9 comments on “Mary Zeiss Stange on American Nuns: Not your parents' Sisters

  1. Words Matter says:

    A remarkably ignorant, ill-informed piece. Shouldn’t opinion be based on facts? Time doesn’t permit the fisking Stange deserves.

  2. Knapsack says:

    Click on the piece, though, to see the fascinatingly unconscious irony of the graphic . . . at least, it looks that way to me.

  3. FenelonSpoke says:

    I guess Dr. Stange is unaware that some of the orders experiencing the biggest growth are those that have traditional habits and are cloistered.
    I recommend the blog site”The Anchoress” which is by a conservative Catholic laywoman, and the site has some lovely photos and commentary about new sisters in contemplative orders. You just need to scroll down a bit:

    http://www.firstthings.com/blogs/theanchoress/

  4. austin says:

    There are few “muftis” more immediately recognizable than that of the progressive nun. It is a maliciously amusing pastime to greet grim elderly women in bulky suits and sensible shoes as “Sister” and observe the level of annoyance when they note they have been rumbled. More than one has asked me, “How did you know?”
    “Force of habit.”

  5. Alta Californian says:

    For one, Stange seems to forget that Catholic seminaries were thoroughly investigated by the Vatican in 2006 in the wake of the abuse scandals. So in a way the hierarchy HAS been checking on men in ordained ministry as well. I do think that if they are investigating women religious they should look at male orders as well.

    Secondly, as a friend of mine likes to say, people are always surprised and shocked when the Catholic Church states what it really believes, and (I would add) when it expects its clergy and members to own up to the vows they have taken and the creeds they recite. But then, it is a hard thing for us all to truly live up to those.

    Our culture likes the narrative of the free-spirit striving against the oppressive institution. It is much harder for it to understand the leaders of a community calling on its members to actually honor the promises they have made.

  6. Laura R. says:

    Stange’s article definitely seems biased to me. Words Matter #1, I’d be very interested in your fisk. Austin #4, you are so right about the progressive nuns’ outfits. I was fascinated to see, looking at the website for Mother Angelica’s community, that she and the sisters there have evidently returned to the habit she wore as a young nun (very pre-Vatican II).

  7. Laura R. says:

    I ought to have said that Mother Angelica is the foundress of EWTN.

  8. RobtA says:

    Normally I would not comment about the background of a writer, but I feel that in this case it is appropriate and useful.

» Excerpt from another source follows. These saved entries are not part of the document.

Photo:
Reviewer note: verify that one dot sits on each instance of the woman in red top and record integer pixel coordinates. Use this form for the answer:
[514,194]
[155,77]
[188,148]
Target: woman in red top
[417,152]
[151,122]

    The article in USA Today was written by Mary Zeiss Stange, who has written numerous opinions about religion there. All are boilerplate leftist. Given her byline (professor of religious studies) and the fact that she went to a Catholic high school (named in her article), the uninformed reader might come to an erroneous conclusion.

    But in Mary’s previous articles, she had opined in favor of unrestricted abortions, same-sex married (Lutheran) clergy, the use of “holidays” rather than “Christmas,” and of course the “stained glass ceiling” for women in many religious sects. Thus, it is not surprising that she prefers the plainclothes “social justice” type of nun to the traditional, religious type, and that the accompanying graphic seems to indicate that the new type has ascended from the old, with the usual progressive mindset.

    Ah, but I knew her, years ago. her maiden name was mary martha Zeiss. We attended the same high school. When she was a freshman and I was a sophomore, age 14 for both in 1964, she was my debate partner, dance partner, and first kiss. We made a good debate team, and her mom (a nurse) liked me from the boy perspective. But Mary soon realized that I was not Mr. Important, and we did not last long. She wasn’t religious then (neither was I), but was tending towards the narcissism later shown in her writings.

    I knew nothing of her for 45 years, since I graduated. But recently, I located her online by chance. It seems that her second husband taught her how to hunt, and now she is well-known for books and articles about armed women. I had been looking for an online photo of an armed feminist, and there she was. So I did some online research.

    It seems that she got into student radicalism in college, when it was fashionable, then got into religious studies in graduate school (possibly thanks to her first husband, already a graduate student in reliious studies there). When she got her Ph.D. they broke up, possibly becuase he wanted a family and she didn’t (he remarried and started a family). She knew the man who would become her second husband, via work, while she was married (and so was he) to their firsts. As far as I can tell, neither husband was Catholic or similar (Anglican and Lutheran being similar).

    Largely due to the hunting thing, she has favorably compared herself to the pagan goddess Diana. I have located a Wiccan web site that approves of her. Folks, she writes religious opinion articles in the mainstream press, about Lutherans and Catholics.

    She knows that I, Robert, have called her on this. After all, I was her debate partner for awhile!